The coffee is good, but my appetite is coming back now that the edge is finally off my headache. My stomach groans.

Taking the cue, he jumps into action. “Stay right there. I’ll fix you something to eat.”

I’m not moving. I should leave before I wear out my welcome, but I’m not in a hurry to return to my place and dig something out of the cooler.

Which reminds me, I need more ice.

Ugh.

Part of me wants to cry, thinking of how my rent is going up another two hundred dollars a month and it’s going to ruin me.

And part of me wants to pretend it isn’t really real, my life out there beyond these heavy panes of glass, in the world where I am supposed to exist.

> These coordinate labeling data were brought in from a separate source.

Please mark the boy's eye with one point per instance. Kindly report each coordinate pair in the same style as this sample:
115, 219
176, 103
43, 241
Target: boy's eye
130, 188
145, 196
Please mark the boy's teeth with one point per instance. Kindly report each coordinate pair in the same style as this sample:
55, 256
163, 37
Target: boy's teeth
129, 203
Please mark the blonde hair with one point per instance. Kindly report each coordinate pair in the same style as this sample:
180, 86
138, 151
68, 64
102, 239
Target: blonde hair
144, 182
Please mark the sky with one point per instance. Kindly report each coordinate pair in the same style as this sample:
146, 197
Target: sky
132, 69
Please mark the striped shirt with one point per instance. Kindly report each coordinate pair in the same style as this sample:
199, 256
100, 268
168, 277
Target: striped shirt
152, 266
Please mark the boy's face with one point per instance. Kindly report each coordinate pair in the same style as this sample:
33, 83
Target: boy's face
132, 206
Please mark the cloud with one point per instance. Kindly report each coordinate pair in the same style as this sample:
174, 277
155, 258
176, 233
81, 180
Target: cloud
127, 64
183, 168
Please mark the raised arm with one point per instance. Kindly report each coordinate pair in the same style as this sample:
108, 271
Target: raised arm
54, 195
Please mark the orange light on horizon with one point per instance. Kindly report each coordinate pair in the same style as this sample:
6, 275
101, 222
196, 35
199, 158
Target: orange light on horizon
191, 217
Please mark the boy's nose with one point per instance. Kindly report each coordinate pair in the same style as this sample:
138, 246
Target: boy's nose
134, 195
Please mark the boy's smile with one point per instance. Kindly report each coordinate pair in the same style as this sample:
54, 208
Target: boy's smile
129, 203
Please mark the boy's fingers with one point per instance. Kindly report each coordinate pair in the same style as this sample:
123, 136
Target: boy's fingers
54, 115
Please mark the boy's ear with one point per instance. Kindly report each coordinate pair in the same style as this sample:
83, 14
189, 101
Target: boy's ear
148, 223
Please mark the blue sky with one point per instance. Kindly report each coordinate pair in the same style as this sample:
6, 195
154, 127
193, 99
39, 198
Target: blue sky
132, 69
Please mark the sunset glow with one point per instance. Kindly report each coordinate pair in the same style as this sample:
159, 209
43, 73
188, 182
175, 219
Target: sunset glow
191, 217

Hell’s Kitchen. Shitty landlord. Crappy job. A borrowed gun, loaded and tucked away in my top dresser drawer.

And let’s not forget the stalking.

For a few minutes, I want to pretend those things aren’t mine.

I want to pretend this is my world, with me wearing lovely clothes and smelling like a spa and watching a beautiful, wealthy man make me breakfast.

And so, I do. I pretend.

I can’t stay here forever.

But for a little while, I can dream.